Nvidia introduced a reference design platform for GPU-accelerated Arm-based servers. Arm, Ampere, Cray, Fujitsu, HPE, and Marvell are all going to build such servers for a variety of applications including, of course, supercomputing, the GPU vendor announced at Supercomputing 2019 in Denver.

Nvidia has been casually experimenting with Arm processors for supercomputers for at least 8 years, but its full support had previously been reserved for the x86 and Power ecosystems. Last summer it vowed to fully support Arm with its CUDA-X software platform, and today’s announcement is delivering on that promise. The company is initially making its Arm-compatible software development kit available as a preview.

Nvidia had two other announcements at the conference. One was the introduction of a software suite called Magnum IO that is “optimized to eliminate storage and input/output bottlenecks” in data centers by creating a path for GPUs to access data from memory directly, gaining a performance boost largely by bypassing CPUs. The other was the availability of a new kind of GPU-accelerated supercomputer in the cloud, accessible through Microsoft Azure.

Reference server
Arm is increasingly being used in supercomputing. Nvidia reported that Oak Ridge and Sandia National Laboratories (U.S.), the University of Bristol (U.K.), and Riken (Japan), have all begun testing GPU-accelerated Arm-based computing systems. Arm’s success in the supercomputing sector has caught the attention of hyperscale-cloud operators and enterprises.

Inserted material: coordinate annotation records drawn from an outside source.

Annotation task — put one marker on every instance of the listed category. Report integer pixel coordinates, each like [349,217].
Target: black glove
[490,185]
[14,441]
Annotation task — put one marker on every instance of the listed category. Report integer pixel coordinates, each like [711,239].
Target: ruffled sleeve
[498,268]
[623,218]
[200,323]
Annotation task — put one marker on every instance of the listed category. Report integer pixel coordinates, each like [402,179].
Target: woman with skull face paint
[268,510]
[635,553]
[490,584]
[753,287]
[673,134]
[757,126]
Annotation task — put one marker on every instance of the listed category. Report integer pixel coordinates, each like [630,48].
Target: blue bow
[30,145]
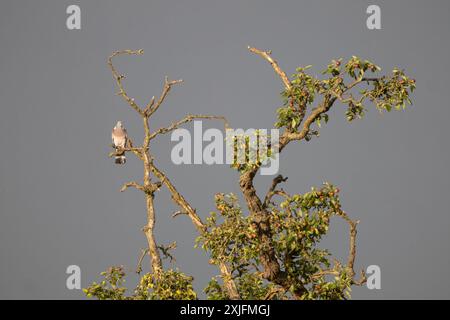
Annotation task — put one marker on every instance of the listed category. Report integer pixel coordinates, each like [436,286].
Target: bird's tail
[120,160]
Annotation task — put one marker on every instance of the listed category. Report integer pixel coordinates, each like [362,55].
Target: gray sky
[59,193]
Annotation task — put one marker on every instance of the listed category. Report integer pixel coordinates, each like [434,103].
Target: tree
[270,249]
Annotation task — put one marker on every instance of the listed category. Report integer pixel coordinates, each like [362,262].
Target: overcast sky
[59,192]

Nvidia's Arm server reference design

Nvidia's Arm server reference design

The Arm architecture was designed for high throughput, low application latency, and power management. Arm licensees note that mix of features is particularly germane to artificial intelligence (AI) and machine learning (ML) workloads in data centers.

An issue for Nvidia is ensuring that its GPUs work with other companies’ individual Arm implementations, and in a private briefing with the media, Nvidia made it clear that it is going through the rigorous process of assuring integration with the likes of Ampere, Fujitsu and Marvell will be smooth.

Marvell issued a separate announcement about Nvidia GPU support of its ThunderX family of Arm-based server processors, which it said were particularly suitable for AI and ML.

Nvidia also noted its reference platform “also benefits from strong collaboration with Cray, a Hewlett Packard Enterprise company, and HPE, two early providers of Arm-based servers.”

The GPU-accelerated server platform includes CUDA-X libraries and development tools for accelerated computing. Nvidia said a wide range of high performance computing (HPC) software companies have used NVIDIA CUDA-X libraries to build GPU-enabled management and monitoring tools that run on Arm-based servers.

Magnum IO
Data centers have been experimenting with different approaches to interconnect to accelerate their operations. That’s where Nvidia’s Magnum IO comes in.

Its key feature is GPUDirect, which Nvidia said provides a path for data to bypass CPUs and travel on “open highways” offered by GPUs, storage and networking devices. Another element is GPUDirect Storage, which Nvidia said enables researchers to bypass CPUs when accessing storage and quickly access data files for simulation, analysis or visualization.

In the media briefing, Nvidia said Magnum IO delivers up to 20x faster data processing, based on the TPC-H benchmark – a level of performance Nvidia said was suitable to carry out complex financial analysis, climate modeling and other HPC workloads.

The company said it developed Magnum IO with DataDirect Networks, Excelero, IBM, Mellanox and WekaIO.

The Nvidia DGX SuperPOD

The Nvidia DGX SuperPOD

Magnum IO software is available now, with the exception of GPUDirect Storage, which is currently available to select early-access customers. Broader release of GPUDirect Storage is planned for the first half of 2020, the company said.

Azure supercomputer
Nvidia also announced the availability of what it described as a new kind of GPU-accelerated supercomputer. Azure’s new NDv2 instance offers up to 800 Nvidia V100 Tensor Core GPUs interconnected on a single Mellanox InfiniBand backend network.

The most basic NC6 (6-core) instance is available for 90 cents an hour — 30 cents with a long-term subscription.

As a practical matter, what does that mean? Nvidia and Microsoft used 64 NDv2 instances on a pre-release version of the cluster to train BERT (a commonly-used conversational AI model), in roughly three hours.

Nvidia said all NDv2 instances benefit from the GPU-optimized HPC applications, machine learning software and deep learning frameworks like TensorFlow, PyTorch and MXNet from the NVIDIA NGC container registry and Azure Marketplace.